Gaspillage des médicaments et cancer des charges sociales : le Cerf plaide pour la vente à l’unité

juil 17th, 2009 | By CERF National | Category: 1 - CERF National, Communiqués

Tout Français a son armoire à pharmacie remplie de médicaments périmés et de boîtes à moitié pleines. Un rapport de l’Inspection générale des affaires sociales (IGAS) évalue ainsi que près d’un médicament remboursé sur deux n’est pas consommé. Plus grave, le ministère de la Santé n’est pas capable d’évaluer le gaspillage. Le président de l’Union des syndicats des pharmaciens d’officine, Patrice Devillers, avance un chiffre de 2 à 3 milliards d’euros par an ! En cause, la mauvaise observance des traitements prescrits, des prescriptions médicales qui excèdent les normes, un tiers-payant et une absence de ticket modérateur qui n’incitent pas à faire attention à sa consommation mais également le conditionnement des médicaments. Le Cerf plaide depuis sa création pour l’instauration de la vente à l’unité comme elle existe déjà en Grande-Bretagne.

Le Cerf rappelle que la Sécurité sociale est principalement financée par des prélèvements sur les salaires et les entreprises. Les Créateurs s’étonnent donc que les partenaires sociaux qui gèrent la Sécurité sociale soient étrangement silencieux sur ces gaspillages qui pèsent pourtant sur les salaires et sur la compétitivité de nos entreprises, et déplorent leur absence de propositions. En effet, les organisations patronales ne peuvent pas faire de la demande de la baisse de charges sociales un fond de commerce sans dire comment la Sécurité sociale compense la baisse de recettes. Quant aux syndicats de salariés, toujours prompts à revendiquer des hausses de salaires, ils ne voient pas que la hausse du pouvoir d’achat est aussi conditionnée par la baisse des prélèvements sur les salaires et donc par la réduction des gaspillages. Ils ne peuvent dans le même temps réclamer toujours plus de prestations sociales sans se soucier des équilibres financiers… Le déficit de la Sécurité sociale est évalué à 20,1 milliards d’euros en 2009 dont 9,4  pour l’assurance maladie.

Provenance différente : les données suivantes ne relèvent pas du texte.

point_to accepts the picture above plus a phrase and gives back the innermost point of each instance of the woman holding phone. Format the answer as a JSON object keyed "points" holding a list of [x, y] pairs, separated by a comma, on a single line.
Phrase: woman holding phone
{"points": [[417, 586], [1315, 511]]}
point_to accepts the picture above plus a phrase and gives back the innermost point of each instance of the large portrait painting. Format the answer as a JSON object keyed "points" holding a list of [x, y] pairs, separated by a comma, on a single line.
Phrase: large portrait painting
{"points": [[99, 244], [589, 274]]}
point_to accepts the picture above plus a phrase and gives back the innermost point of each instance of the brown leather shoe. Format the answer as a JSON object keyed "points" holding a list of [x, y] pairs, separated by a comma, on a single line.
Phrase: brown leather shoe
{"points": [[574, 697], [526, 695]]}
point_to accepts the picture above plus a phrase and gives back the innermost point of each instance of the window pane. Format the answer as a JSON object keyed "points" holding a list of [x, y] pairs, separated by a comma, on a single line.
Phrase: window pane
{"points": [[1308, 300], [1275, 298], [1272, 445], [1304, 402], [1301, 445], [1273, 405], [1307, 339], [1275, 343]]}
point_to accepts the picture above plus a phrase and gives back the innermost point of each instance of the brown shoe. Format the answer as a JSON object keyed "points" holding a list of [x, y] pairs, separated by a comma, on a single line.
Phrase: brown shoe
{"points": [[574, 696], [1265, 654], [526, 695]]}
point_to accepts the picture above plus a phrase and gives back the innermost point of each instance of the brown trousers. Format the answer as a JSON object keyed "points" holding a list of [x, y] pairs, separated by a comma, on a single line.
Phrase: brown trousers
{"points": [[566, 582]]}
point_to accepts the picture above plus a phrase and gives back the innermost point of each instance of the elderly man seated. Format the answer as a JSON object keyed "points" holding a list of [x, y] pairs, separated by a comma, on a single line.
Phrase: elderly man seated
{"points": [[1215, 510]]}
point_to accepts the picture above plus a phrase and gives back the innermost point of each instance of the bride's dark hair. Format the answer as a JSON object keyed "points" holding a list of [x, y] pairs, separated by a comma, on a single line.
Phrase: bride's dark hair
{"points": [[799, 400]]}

La maîtrise des dépenses publiques – Etat, collectivités territoriales et Sécurité sociale – est bien la clé de la baisse des charges qui pèsent sur les entreprises et la hausse du salaire net. Le Cerf ne peut donc qu’approuver les propos du ministre du Budget, Eric Woerth lors du débat d’orientation des finances publiques au Sénat : « A terme, il me semble impossible de continuer à ce que plus d’un euro sur deux de richesses produites dans ce pays passe par la sphère publique. Revenir sous 50 points de PIB de dépenses publiques – hors relance et effet de la crise -, c’est trouver environ 60 milliards d’euros d’économies. C’est l’ampleur de notre déficit structurel ».